17世紀の北アフリカ、そこにはキリスト教の背教者=海賊たちが生み出した共和国があった。イスラームに魅せられ独自に進化した「裏切り者たち」のコミュニズムとアナキズム、その先駆的かつ躍動的な文化・統治・生を、「社会レジスタンス」の可能性として現代に鮮やかに蘇生させる、「危険な物狂いたち」のための反社会宗教史。伝説の書『T.A.Z.一時的自律ゾーン』のハキム・ベイが別名義で解き放つ、惜しげない「真の贅沢」に向けた「荒ぶる航海」!

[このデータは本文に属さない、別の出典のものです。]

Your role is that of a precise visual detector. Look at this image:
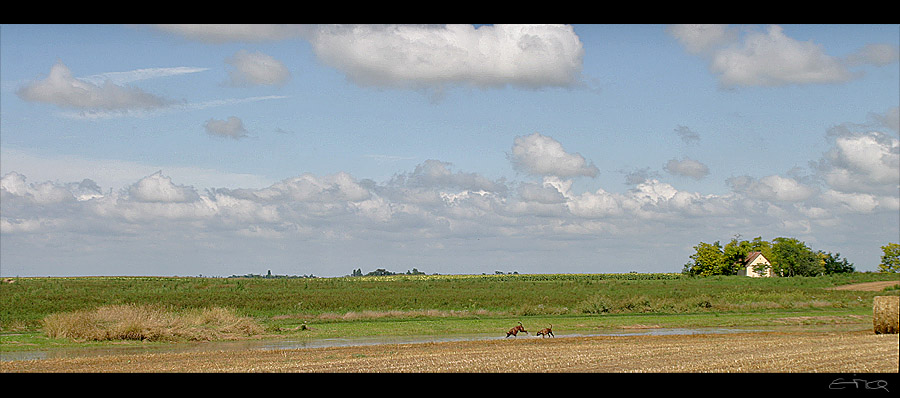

本書は、海賊史のなかでも、近代を準備しイギリス・スペインの覇権を支えたような海賊たちではなく、17世紀モロッコの、サレーラバト地域を拠点とした海賊、主にキリスト教からの背教者、あるいはそこから迫害された人々に焦点をあて、またそれが著者の先駆的な歴史の掘り起し作業(手法)とも相侯って、極めてユニークな本となっていると思います。
本書の帯文には、そうした海賊のマイナー性を名指し、「裏切り者」、「危険な物狂い」といった物々しい言葉が並んでおりますが、本書のもう一つのテーマとして昨今もてはやされる“流動化”が、一方で社会や個々人の硬直化をもたらすようなジレンマが続くなか、“社会的遠心力として海賊的パッション”をいかに現代においても想像(=創造)しうるのか、ということを、著者をはじめ、訳者、編集側からの問題提起として込めました。
他に類を見ない博識をもつランボーン・ウィルソン(ハキム・ベイ)の世界をぜひお楽しみ下さい。                                 (編集部より) 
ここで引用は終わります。